HTTP reverse heartbeat middleware service. Converts incoming heartbeats to spoke now_alive/dead messages.

Primary LanguagePythonMIT LicenseMIT

Archived: Use prometheus (+ reverse exporters available) + alertmanager-etc instead.


heartware

HTTP reverse heartbeat middleware service.
Heartbeats may 'curl' the service, hearware sends first_beat/changeto_alive/changeto_dead messages to the spoke channels of slugs chosen by heartbeaters.

Github Actions Docker image

docker pull ghcr.io/jtagcat/http_reverse_heartbeat:1

Gunicorn listens on port 8000, spoke on 7181.

Environment

  • BROADCAST_NEW_BEATS, default empty. If set, all first_beat messages will be broadcasted to the channel BROADCAST_NEW_BEATS as broadcast_first:slug. This acts as a discovery channel for other channels.
  • TIMEOUT, default 120, in seconds.

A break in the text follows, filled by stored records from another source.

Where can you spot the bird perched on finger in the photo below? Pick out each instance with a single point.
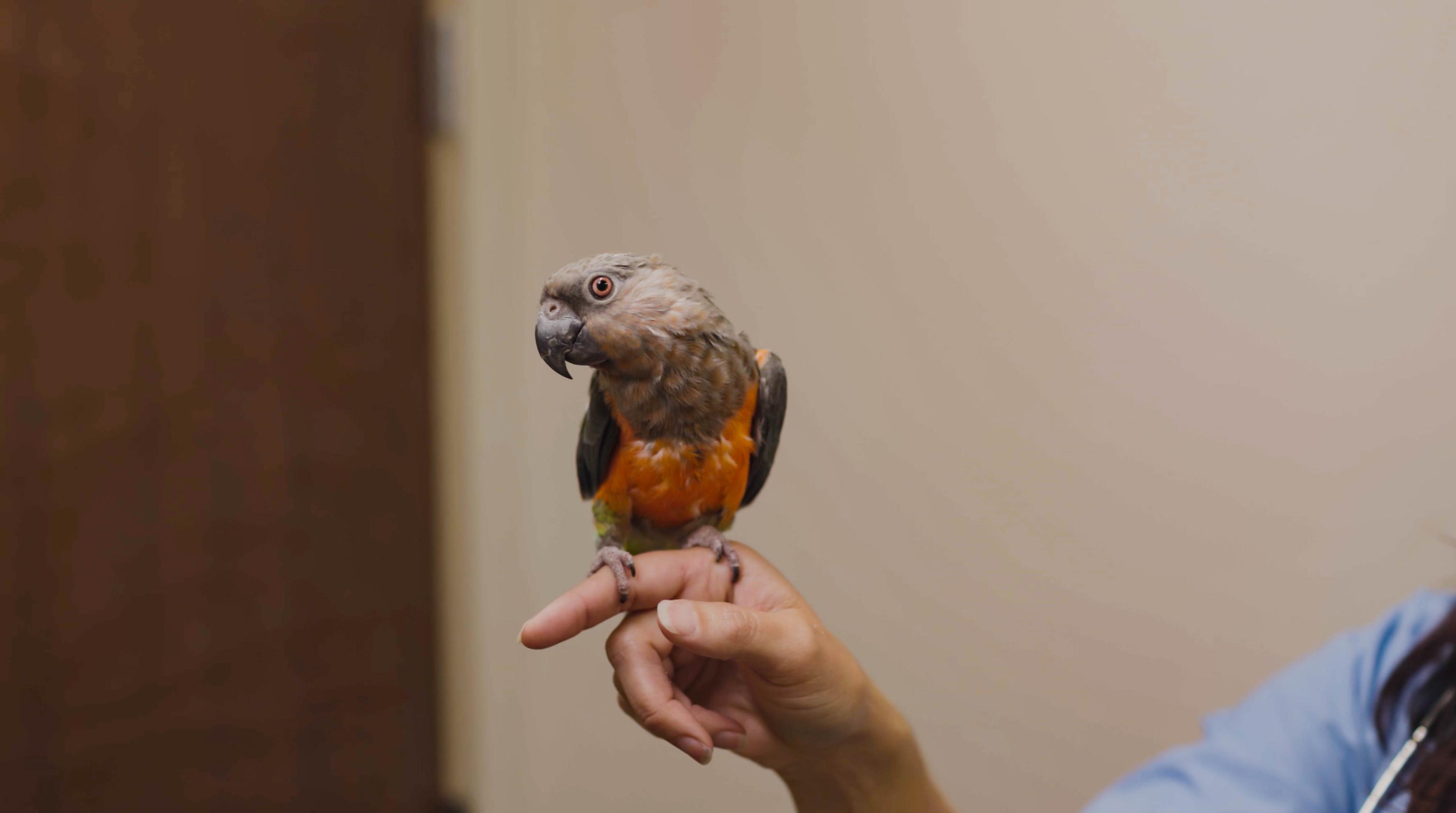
(683, 418)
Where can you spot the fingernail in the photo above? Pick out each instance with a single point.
(698, 751)
(678, 617)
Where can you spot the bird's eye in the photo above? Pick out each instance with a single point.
(602, 287)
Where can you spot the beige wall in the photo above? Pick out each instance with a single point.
(1121, 341)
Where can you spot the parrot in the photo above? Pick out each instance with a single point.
(683, 414)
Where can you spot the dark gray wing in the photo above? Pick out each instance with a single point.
(598, 441)
(768, 422)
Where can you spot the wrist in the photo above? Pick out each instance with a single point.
(875, 770)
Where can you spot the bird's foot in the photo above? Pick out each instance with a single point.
(621, 563)
(714, 540)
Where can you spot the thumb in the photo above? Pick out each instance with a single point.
(776, 645)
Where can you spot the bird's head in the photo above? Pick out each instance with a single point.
(609, 312)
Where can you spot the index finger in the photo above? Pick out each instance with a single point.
(660, 575)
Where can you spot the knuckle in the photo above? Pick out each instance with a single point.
(742, 627)
(653, 719)
(803, 642)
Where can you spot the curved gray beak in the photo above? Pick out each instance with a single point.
(555, 336)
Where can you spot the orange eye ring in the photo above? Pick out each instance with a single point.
(602, 287)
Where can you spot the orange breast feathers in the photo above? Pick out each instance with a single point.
(672, 483)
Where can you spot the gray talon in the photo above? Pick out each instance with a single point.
(619, 562)
(714, 540)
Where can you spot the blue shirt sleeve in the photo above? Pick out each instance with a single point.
(1302, 742)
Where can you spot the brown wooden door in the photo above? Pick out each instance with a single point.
(215, 502)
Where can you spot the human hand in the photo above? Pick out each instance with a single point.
(747, 668)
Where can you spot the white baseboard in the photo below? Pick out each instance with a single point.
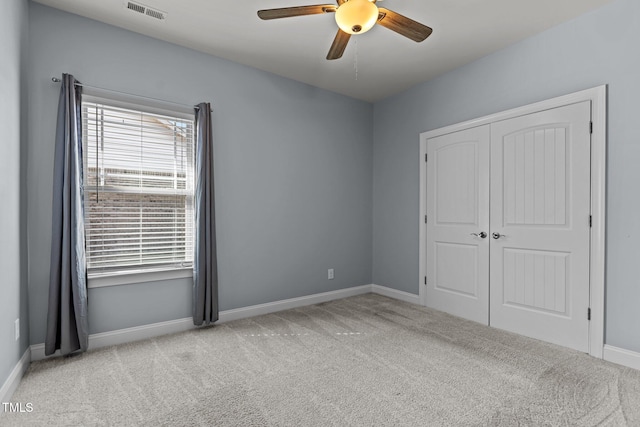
(272, 307)
(628, 358)
(11, 384)
(396, 294)
(138, 333)
(126, 335)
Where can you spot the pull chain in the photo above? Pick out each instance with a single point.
(355, 59)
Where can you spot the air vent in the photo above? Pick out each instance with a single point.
(145, 10)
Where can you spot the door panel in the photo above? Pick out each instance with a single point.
(457, 206)
(540, 204)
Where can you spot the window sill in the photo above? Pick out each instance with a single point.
(128, 278)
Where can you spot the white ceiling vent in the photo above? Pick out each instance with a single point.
(146, 10)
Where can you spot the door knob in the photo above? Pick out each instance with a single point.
(481, 234)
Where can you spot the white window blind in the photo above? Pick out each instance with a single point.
(138, 193)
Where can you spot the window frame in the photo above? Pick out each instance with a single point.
(152, 106)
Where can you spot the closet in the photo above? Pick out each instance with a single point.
(507, 222)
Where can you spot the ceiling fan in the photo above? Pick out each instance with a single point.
(354, 17)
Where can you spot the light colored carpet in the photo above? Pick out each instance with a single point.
(361, 361)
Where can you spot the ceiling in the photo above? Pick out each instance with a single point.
(375, 65)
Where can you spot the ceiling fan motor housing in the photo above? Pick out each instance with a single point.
(356, 16)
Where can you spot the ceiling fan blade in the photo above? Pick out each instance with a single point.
(339, 44)
(286, 12)
(403, 25)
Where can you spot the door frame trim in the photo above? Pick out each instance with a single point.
(598, 98)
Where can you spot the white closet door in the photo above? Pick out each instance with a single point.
(458, 207)
(540, 205)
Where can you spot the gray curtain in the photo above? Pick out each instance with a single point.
(205, 265)
(67, 324)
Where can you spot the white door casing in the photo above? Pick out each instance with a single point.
(540, 207)
(457, 220)
(595, 269)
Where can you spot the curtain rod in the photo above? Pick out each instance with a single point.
(57, 80)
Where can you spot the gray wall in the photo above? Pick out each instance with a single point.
(292, 176)
(598, 48)
(13, 24)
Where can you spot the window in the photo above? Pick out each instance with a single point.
(138, 188)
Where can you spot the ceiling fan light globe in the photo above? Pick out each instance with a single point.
(356, 16)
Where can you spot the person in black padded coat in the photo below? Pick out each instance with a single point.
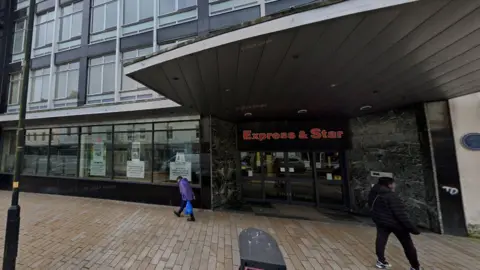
(389, 215)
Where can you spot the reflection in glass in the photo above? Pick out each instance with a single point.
(63, 153)
(96, 155)
(176, 153)
(300, 169)
(329, 178)
(133, 155)
(275, 181)
(8, 151)
(252, 175)
(36, 152)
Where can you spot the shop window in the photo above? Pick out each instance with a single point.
(178, 154)
(18, 40)
(44, 30)
(67, 81)
(39, 87)
(127, 83)
(101, 75)
(14, 89)
(64, 152)
(104, 19)
(137, 10)
(36, 153)
(96, 152)
(8, 151)
(133, 152)
(71, 22)
(171, 6)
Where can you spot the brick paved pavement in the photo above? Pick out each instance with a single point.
(80, 233)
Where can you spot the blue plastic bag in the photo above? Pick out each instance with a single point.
(188, 208)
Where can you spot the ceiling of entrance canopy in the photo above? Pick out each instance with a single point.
(375, 60)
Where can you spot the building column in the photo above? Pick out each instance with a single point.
(445, 168)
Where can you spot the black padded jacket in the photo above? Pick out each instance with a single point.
(388, 210)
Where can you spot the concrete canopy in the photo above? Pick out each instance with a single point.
(331, 60)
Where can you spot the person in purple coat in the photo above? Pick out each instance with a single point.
(187, 195)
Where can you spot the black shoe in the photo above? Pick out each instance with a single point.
(383, 265)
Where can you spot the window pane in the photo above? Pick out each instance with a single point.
(130, 12)
(128, 84)
(76, 25)
(104, 129)
(133, 156)
(186, 146)
(108, 78)
(98, 19)
(186, 3)
(133, 127)
(95, 80)
(49, 34)
(146, 9)
(36, 89)
(61, 84)
(111, 20)
(8, 151)
(45, 88)
(63, 155)
(18, 42)
(40, 35)
(72, 86)
(36, 152)
(65, 28)
(166, 6)
(96, 155)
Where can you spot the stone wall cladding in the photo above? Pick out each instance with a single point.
(389, 142)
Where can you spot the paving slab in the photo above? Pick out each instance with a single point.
(60, 232)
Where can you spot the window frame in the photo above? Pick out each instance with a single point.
(68, 70)
(15, 32)
(45, 73)
(11, 81)
(138, 54)
(104, 6)
(102, 92)
(46, 23)
(138, 17)
(71, 15)
(160, 14)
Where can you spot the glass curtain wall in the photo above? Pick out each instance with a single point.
(142, 152)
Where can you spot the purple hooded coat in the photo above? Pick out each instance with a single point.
(185, 190)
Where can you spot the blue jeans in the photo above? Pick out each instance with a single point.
(182, 206)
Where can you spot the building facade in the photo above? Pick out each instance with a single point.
(94, 131)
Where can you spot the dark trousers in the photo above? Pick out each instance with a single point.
(404, 238)
(182, 206)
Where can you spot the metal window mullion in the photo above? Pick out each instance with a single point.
(103, 74)
(48, 149)
(66, 83)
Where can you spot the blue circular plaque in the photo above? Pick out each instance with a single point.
(471, 141)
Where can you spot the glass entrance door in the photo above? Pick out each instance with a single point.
(301, 177)
(276, 181)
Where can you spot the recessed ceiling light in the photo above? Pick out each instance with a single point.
(302, 111)
(365, 108)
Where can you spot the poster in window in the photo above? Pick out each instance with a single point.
(97, 164)
(135, 167)
(180, 167)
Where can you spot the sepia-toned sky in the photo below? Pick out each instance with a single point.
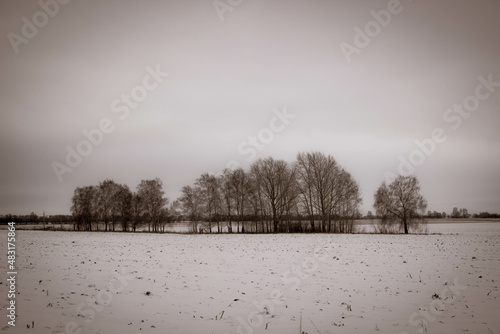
(227, 80)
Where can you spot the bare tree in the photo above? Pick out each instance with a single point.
(401, 203)
(210, 196)
(122, 206)
(191, 202)
(227, 191)
(276, 181)
(105, 201)
(152, 201)
(136, 211)
(83, 207)
(239, 182)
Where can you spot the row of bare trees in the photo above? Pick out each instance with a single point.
(114, 204)
(274, 196)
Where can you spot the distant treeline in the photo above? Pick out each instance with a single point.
(34, 219)
(273, 195)
(311, 194)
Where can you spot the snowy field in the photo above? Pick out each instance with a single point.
(71, 282)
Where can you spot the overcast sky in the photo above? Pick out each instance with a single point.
(228, 78)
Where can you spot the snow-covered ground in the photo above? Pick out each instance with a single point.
(168, 283)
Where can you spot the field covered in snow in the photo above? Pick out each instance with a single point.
(96, 282)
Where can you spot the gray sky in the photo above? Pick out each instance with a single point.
(225, 79)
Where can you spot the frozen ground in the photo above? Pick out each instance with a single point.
(224, 283)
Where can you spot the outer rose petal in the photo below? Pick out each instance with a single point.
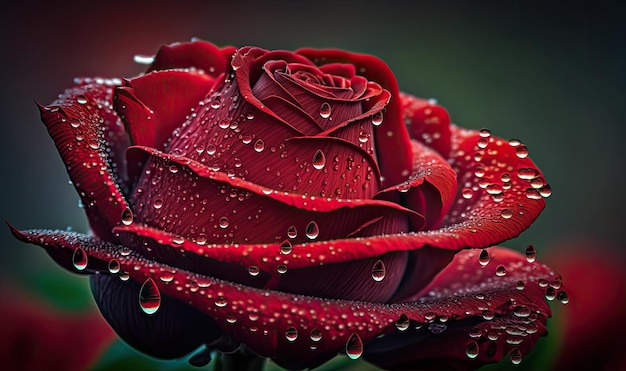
(391, 137)
(201, 55)
(281, 325)
(81, 124)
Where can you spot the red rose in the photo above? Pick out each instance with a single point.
(271, 202)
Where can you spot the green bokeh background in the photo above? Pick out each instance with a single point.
(550, 73)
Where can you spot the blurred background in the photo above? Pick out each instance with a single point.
(551, 73)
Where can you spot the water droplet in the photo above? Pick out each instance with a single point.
(223, 223)
(259, 145)
(379, 271)
(79, 259)
(472, 350)
(291, 334)
(531, 253)
(515, 356)
(319, 160)
(286, 247)
(149, 297)
(563, 297)
(312, 230)
(521, 151)
(403, 323)
(127, 216)
(253, 270)
(292, 232)
(325, 110)
(316, 335)
(377, 118)
(483, 258)
(114, 266)
(500, 271)
(354, 347)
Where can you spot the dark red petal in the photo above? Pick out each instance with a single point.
(428, 123)
(155, 104)
(201, 55)
(499, 193)
(192, 199)
(392, 140)
(430, 189)
(280, 325)
(80, 121)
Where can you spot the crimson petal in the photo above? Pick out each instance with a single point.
(80, 121)
(391, 136)
(281, 325)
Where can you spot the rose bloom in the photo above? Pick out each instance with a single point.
(296, 205)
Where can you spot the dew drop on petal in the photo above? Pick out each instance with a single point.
(403, 323)
(127, 216)
(319, 160)
(483, 258)
(377, 118)
(114, 266)
(531, 253)
(79, 259)
(291, 334)
(149, 297)
(379, 271)
(472, 350)
(354, 346)
(312, 230)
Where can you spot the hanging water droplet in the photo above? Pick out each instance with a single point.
(379, 271)
(472, 350)
(223, 223)
(325, 110)
(516, 356)
(354, 346)
(149, 297)
(312, 230)
(483, 258)
(319, 160)
(127, 216)
(114, 266)
(286, 247)
(79, 259)
(259, 145)
(531, 253)
(377, 118)
(291, 334)
(403, 323)
(292, 232)
(316, 335)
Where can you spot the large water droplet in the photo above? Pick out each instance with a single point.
(379, 271)
(319, 159)
(291, 334)
(312, 230)
(127, 216)
(149, 297)
(325, 110)
(354, 347)
(79, 259)
(483, 258)
(472, 350)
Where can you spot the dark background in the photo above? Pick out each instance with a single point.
(550, 73)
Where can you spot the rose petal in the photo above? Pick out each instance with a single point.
(201, 55)
(281, 325)
(392, 141)
(155, 104)
(80, 122)
(428, 123)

Time to wait since last beat till death is announced (changeto_dead).
  • SPOKEPORT, default 7181. Port on which the embedded pyspoke spoke server is exposed to.

¹ Make an issue if you need restart awareness.

Usage and Live Instance

curl https://hw.c7.ee/github_beat

By the nature of no authentication, anyone can send heartbeats, and read to a slug they know.

Subscribe with pyspoke:

"Subscriber"
import asyncio
import spoke

async def handle_foo(msg):
    print(f"github_beat: {msg.body}")

async def main():
    client = spoke.pubsub.client.Client(conn_opts = {"host": "hw.c7.ee"})
    await client.run()
    await client.subscribe("github_beat", handle_foo)
    await spoke.wait()

asyncio.run(main())

Spoke messages reference

Please reserve : as the seperator for additional info in messages.

  • broadcast_first — sent only on the BROADCAST_NEW_BEATS channel, it's the same as first_beat, but with
    • :channel (broadcast_fisrt:foobar) — Channel name, where the first beat was broadcast from. (There was a first_beat on channel foobar.)
  • first_beat — sent on first heartbeat received on the channel (since the server started). This is the first changeto_alive the server has recieved. If this is recieved, it's likely that heartware (spoke server) restarted, losing it's memory of slugs.
  • spoke_alivebeat — after the first heartbeat, sent out regularly (currently implemented to be half of TIMEOUT). This is sent by heartware, NOT by or a forwarding of the real heartbeats.
    • :n (spoke_alivebeat:60) — period, where n, in seconds, the heartbeat is sent out. (Heartbeat is sent out every 60 seconds.)
  • changeto_dead — No heartbeat recieved within TIMEOUT seconds. Target assumed dead.
  • changeto_alive — Heartbeat was recieved on a dead target. Target assumed to be back alive.